Please take some time to read about the major projects underway in the Worth Lab.  We collaborate extensively with the Rosie Sears Lab, the Jonathan Brody Lab, and the Brenden-Colson Center for Pancreatic Care, as well as other labs in the Knight Cancer Institute here at OHSU.  

Understanding a devastating problem

The Worth Lab's main focus is on understanding the mechanisms underlying the rapid metastatic recurrence of pancreatic cancer after surgery.  Both chemotherapy and surgery are interdependently necessary for the treatment of pancreatic cancer.  Unfortunately, of those patients who undergo a surgical resection of their tumor, 20-30% of patients experience a distant recurrence of their disease within six months of treatment.  

Our lab has been awarded several grants for the study of rapid recurrence with our novel in-vivo model which allows us to better investigate the origins and causes of this poorly understood phenomenon.  Our goal is to understand the ways in which surgical resection may drive metastasis or cause dormant lesions in the liver to begin growing.  As the mechanisms of this devastating clinical finding are poorly understood, the main focus of our lab is in understanding rapid recurrence in order to drive further translational and clinical investigations aimed at improving outcomes in the treatment of pancreatic cancer.  

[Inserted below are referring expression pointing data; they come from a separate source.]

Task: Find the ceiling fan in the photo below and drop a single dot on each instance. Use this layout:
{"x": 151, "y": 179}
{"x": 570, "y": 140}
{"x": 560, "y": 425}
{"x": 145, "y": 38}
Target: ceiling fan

Our understanding of rapid recurrence takes on possible etiologies via several hypotheses: 

  • Occult synchronous lesions: single or colonies of cells that exist as metastases in the liver at the time of surgery.  Are these lesions kept 'in check' by the immune system? If so, how? And how does surgery affect their outgrowth? 
  • Seeded metachronous lesions: cells that are circulating at the time of, or disseminated by, surgical intervention.  It is known that even in early-stage pancreatic lesions, circulating cancer cells can be identified in the bloodstream.  Is there something about surgical intervention in rapid-recurrence patients that primes the liver for metastasis? If so, can we prevent this? 
typical CT imaging findings in of rapid recurrence with a clear liver on the left and numerous dark circular liver metastases on the right, 65 days after surgery

A microCT scanner used for preclinical studies of metastatic pancreatic cancer.

Through an OHSU Faculty Initiatives Grant 2021, the Worth Lab led an effort by multiple South Waterfront Campus labs at RLSB and KCRB to expand the imaging platforms available to South Waterfront researchers.  Located in the RLSB Small Animal Imaging Core, the SkyScan 1278 is an ultra-low dose CT scanner capable of imaging down to 50um per voxel, which allows for astounding resolution at top speeds, thereby reducing the time needed to detect metastases in our preclinical models.  

With this platform, we are able to perform extensive characterization of metastases in our model of rapid recurrence, and also evaluate lesions growth rates to a high degree of accuracy over time.  This project focuses on the kinetics of metastatic outgrowth both with and without surgical intervention, as a means of characterizing rapid metastatic recurrence further. 

"Don't Mess With The Pancreas"

This image illustrates the reconstruction of the digestive tract after removal of the pancreatic head and illustrates the pancreatic anastomosis which can leak after surgery.  A surgical drain demonstrating a pancreatic leak is depicted as is the blood supply to the pancreas which has a watershed zone that is poorly perfused and may contribute to postoperative pancreatic leaks.

This surgical aphorism stems from the difficulty we have working with a gland that digests the very things that we are made of.  In pancreatic surgery for removing the head of the pancreas (Whipple procedure), re-plumbing the pancreas so that digestive juices make their way into the digestive tract is critical, but highly prone to leaks which range from insignificant to devastating.  These leaks occur in 25-40% of patients after pancreatic surgery and can prolong recovery, drive other causes of morbidity, and can delay chemotherapy in patients with cancer.  

The area where the pancreas is typically divided is a "watershed zone" between the head of the pancreas, supplied by the gastroduodenal artery, and the tail of the pancreas, supplied by branches of the splenic artery.  We hypothesize that this watershed zone becomes ischemic at transection, and that demonstrating hypoperfusion in this portion of the gland will associate with leaks.  The Worth Lab is funded to study hypoperfusion at the transected margin using a safe, inexpensive, and readily-available FDA-approved technique for quantifying perfusion at this margin.  We are planning to move this work into a multicenter study, and eventually translate this into a prospective trial randomizing hypoperfused patients to re-resection of the margin to better perfused tissue.